Dağ köylerinde yaşayan ve hiçbir sosyal aktivite ve faaliyet bilmeden yaşamını sürdüren saf temiz gördüğü ile uğraş veren, bulduğunu yiyen, kendisinin yetiştirdiği buğdayı köyündeki su değirmeninde un yapan, ekip yetiştirdiği sebzenin yazın tazesini, kışın ise kurutulmuşunu yiyen, çok varlıklı olmayan yani eski tabirle çapa ile ekip sıpa ile çeken, yokluk ve kıtlıklar içinde zor işlerin üstesinden gelmeye çalışarak bir dağ köyü yaşamını sürdüren o saf ve temiz Anadolu köylülerinin çocukları idi.
Yıllar mı, 1939-40.. Yani bundan 70 yıl kadar önceleri köylerinde okul yok, köyde büyüklerden erkek olanlar babalar ve ağalar az sayıda okur yazar insanlardı. Onlar da yakınlarındaki bir köyde zar zor okumuşlar ancak mektup yazabilecek ve gelen bir evrakın içeriğini bilecek kadar.

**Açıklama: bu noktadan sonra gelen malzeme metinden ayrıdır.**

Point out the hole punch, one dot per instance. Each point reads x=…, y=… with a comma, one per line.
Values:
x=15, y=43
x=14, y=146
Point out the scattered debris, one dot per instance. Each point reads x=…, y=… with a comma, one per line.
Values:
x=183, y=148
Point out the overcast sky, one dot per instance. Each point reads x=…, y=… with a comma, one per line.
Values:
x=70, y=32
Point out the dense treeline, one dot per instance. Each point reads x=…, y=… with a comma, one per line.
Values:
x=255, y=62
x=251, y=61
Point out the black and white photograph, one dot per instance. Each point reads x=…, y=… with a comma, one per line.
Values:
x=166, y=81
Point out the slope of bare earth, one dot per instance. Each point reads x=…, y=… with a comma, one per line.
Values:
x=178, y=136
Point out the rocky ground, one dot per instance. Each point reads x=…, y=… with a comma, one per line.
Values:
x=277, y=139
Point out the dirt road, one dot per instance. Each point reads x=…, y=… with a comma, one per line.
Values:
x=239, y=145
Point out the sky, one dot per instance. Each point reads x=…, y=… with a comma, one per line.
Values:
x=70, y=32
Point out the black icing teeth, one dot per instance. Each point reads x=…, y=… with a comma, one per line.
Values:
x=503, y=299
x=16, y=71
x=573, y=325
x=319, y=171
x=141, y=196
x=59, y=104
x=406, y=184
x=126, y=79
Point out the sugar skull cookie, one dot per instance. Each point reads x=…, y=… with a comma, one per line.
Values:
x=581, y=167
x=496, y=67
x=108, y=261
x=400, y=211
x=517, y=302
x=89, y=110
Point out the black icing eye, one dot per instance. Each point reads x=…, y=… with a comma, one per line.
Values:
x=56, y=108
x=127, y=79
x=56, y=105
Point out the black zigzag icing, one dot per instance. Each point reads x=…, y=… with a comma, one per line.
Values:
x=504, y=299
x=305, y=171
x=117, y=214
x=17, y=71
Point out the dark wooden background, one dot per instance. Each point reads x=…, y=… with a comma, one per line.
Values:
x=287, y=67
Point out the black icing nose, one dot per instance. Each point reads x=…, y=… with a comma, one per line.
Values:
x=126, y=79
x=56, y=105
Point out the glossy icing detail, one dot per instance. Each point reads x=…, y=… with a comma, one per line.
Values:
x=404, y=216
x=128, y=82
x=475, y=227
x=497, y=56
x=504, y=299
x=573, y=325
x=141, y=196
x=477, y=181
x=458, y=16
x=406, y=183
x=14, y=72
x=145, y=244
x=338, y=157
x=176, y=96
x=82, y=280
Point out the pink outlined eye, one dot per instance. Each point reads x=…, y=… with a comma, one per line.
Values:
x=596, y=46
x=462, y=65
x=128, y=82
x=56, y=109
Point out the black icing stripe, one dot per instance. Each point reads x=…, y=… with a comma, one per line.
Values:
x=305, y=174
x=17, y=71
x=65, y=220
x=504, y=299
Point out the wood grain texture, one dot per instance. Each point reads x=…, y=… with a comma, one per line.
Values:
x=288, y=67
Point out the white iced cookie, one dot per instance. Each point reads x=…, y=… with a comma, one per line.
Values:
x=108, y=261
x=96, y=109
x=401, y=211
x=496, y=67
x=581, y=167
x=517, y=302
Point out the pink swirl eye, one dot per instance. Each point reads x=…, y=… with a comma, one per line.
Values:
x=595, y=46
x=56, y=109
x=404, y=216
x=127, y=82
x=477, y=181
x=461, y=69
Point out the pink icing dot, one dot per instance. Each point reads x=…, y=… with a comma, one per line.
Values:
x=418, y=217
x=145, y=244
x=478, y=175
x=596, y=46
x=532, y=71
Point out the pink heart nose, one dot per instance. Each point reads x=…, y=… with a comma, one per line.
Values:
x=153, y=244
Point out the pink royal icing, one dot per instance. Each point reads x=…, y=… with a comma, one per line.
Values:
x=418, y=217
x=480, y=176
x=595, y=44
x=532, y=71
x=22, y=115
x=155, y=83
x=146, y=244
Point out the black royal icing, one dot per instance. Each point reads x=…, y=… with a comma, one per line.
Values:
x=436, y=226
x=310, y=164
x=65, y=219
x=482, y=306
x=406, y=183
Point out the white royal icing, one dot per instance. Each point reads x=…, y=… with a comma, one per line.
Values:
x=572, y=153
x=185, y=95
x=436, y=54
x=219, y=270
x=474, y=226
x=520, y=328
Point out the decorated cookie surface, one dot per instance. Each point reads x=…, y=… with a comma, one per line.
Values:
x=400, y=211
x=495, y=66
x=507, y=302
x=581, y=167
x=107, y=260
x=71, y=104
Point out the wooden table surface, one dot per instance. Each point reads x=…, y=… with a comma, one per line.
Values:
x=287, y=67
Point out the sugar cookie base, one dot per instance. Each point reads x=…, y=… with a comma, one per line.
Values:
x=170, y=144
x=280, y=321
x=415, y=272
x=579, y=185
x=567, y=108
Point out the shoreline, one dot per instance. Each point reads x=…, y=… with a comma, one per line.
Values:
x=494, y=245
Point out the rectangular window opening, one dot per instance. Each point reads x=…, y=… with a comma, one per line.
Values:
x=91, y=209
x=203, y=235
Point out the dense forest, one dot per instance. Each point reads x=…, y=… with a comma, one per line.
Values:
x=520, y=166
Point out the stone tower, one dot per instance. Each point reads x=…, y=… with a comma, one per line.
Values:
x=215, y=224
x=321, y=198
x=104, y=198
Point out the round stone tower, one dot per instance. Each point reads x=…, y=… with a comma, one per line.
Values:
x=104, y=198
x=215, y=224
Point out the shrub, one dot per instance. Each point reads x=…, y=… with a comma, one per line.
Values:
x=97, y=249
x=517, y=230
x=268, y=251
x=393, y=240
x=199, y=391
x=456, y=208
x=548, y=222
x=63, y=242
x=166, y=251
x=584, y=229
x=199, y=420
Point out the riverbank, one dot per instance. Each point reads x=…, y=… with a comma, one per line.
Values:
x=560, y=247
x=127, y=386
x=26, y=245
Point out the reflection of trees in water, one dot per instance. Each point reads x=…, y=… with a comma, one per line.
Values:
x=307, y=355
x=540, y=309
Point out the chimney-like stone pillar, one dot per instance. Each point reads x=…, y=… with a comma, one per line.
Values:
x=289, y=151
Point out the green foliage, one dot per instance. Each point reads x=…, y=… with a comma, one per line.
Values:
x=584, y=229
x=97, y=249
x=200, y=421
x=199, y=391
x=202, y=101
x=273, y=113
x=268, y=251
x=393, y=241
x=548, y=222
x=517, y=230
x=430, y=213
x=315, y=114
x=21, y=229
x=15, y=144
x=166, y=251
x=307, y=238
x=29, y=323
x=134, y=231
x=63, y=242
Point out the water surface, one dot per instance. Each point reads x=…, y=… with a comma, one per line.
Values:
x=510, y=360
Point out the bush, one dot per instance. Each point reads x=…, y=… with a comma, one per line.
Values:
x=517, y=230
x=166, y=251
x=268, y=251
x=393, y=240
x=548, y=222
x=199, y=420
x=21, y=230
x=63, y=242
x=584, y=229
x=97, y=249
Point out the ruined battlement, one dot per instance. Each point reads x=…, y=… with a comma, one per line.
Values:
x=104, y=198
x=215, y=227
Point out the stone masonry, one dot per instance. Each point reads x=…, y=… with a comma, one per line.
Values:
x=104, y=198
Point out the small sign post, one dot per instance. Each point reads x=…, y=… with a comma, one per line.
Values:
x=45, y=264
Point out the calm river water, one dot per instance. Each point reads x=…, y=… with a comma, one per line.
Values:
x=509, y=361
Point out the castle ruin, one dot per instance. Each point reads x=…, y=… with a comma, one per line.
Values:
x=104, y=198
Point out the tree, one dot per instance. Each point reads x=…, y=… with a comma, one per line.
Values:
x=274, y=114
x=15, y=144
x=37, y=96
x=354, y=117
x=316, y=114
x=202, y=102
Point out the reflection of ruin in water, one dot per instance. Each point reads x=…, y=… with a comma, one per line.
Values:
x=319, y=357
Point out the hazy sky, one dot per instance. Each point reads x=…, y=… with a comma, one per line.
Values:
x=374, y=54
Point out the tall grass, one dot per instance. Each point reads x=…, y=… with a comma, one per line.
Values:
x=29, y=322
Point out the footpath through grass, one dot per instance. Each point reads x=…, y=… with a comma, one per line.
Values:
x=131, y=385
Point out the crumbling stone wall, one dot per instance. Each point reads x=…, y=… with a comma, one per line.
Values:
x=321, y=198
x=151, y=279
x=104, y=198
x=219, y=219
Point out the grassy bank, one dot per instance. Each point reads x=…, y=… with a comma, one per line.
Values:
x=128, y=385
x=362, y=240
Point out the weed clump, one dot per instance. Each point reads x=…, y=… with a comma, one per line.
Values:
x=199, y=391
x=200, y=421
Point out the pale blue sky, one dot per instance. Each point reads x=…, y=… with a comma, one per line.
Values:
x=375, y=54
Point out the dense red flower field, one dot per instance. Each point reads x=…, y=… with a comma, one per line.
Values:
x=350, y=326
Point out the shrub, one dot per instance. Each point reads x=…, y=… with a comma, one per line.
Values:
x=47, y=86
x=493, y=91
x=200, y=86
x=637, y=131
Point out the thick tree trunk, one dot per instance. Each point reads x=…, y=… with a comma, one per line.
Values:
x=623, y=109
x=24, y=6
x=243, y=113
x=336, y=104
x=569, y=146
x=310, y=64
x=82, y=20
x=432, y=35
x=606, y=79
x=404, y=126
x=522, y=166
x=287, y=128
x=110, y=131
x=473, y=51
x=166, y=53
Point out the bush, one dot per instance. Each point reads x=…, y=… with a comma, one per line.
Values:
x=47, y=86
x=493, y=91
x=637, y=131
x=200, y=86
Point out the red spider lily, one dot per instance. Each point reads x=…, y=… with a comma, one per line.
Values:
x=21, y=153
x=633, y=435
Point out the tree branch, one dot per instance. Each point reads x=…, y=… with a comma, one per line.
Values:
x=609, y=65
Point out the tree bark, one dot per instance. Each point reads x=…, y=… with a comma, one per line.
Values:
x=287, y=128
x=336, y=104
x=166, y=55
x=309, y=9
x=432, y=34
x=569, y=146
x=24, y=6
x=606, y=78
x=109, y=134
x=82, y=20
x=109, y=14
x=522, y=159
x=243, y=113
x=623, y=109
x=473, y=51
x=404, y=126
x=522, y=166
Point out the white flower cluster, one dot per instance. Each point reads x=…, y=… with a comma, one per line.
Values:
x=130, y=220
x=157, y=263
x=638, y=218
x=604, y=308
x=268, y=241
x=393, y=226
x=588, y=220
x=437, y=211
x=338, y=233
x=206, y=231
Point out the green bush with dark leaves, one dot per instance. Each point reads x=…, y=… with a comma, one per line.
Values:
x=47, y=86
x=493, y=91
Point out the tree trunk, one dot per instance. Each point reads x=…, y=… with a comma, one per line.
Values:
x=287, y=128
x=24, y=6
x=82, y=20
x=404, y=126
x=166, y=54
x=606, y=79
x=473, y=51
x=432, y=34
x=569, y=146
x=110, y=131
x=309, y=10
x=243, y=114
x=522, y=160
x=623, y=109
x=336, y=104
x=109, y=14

Kadınlar kızlar mı? Onlarda okuma yazma hiç yoktu.

Yazın çalışma ayları bitmiş, yani mevsim güze dönüyor. Buğdaylar, yıkanıp kurutulmuş, unlar öğütülmüş, bostanlar bozulmuş, sebzeler soğan ve patatesler evlere taşınmış, salçalar kaynatılmış. Kışın uzun gecelerinde el işleri yaparken, sohbet ederken misafir gelince onlara ikram edebilmek için kavrulmuş mısırları ve kurutulmuş dağ armutlarını değirmende öğüterek armut ve mısır unundan yapılmış dağdan toplanmış olan alıçlar serin ve rutubetli yerde samanların üzerine serilmiş kışa gavurga olarak hazır edilmiş ve küplere doldurulmuş kayısılar elmalar kaklanmış. Bunun yanında yazın inek koyun ve keçilerden sağılan sütlerden tereyağı alınmış, peynirler tulumlara basılmış, kış yakacağı olan odunlar ormandan toplanıp evlere getirilmiş, kış hazırlıkları yapılmış, kışlık yiyecekler, yakacaklar hazırlanmış.
Evin reisi baba güz mevsiminde davar, sığır gibi birkaç mal satarak eline geçen üç beş lira ile şehirden biraz çiğ gayfe bir iki kilo şeker üç beş kilo şırlağan yağı, çocuklara ve kendilerine iç donu ve iç göyneği dikmek için bir top maliken (beyaz amerikan bezi) bir teneke gazyağı bir kese tuz getirip evi kışa hazırlamışlar, nihayet kış gelmiş ve kar yere düşmüş.
İşte o sene Osman yedi yaşına girmiş, köyde okul olmayınca ana babanın isteği ile hiç olmazsa dini bilgilerini edinsin diye hoca mektebine başlamıştı. Bu köy öyle ufak bir köy de değildi. Tam dört ayrı mahallesinde birer odada hocalar, onca talebeye Kur’an elifba okumak ve namaz surelerini öğretmekle iştigal ediyorlardı.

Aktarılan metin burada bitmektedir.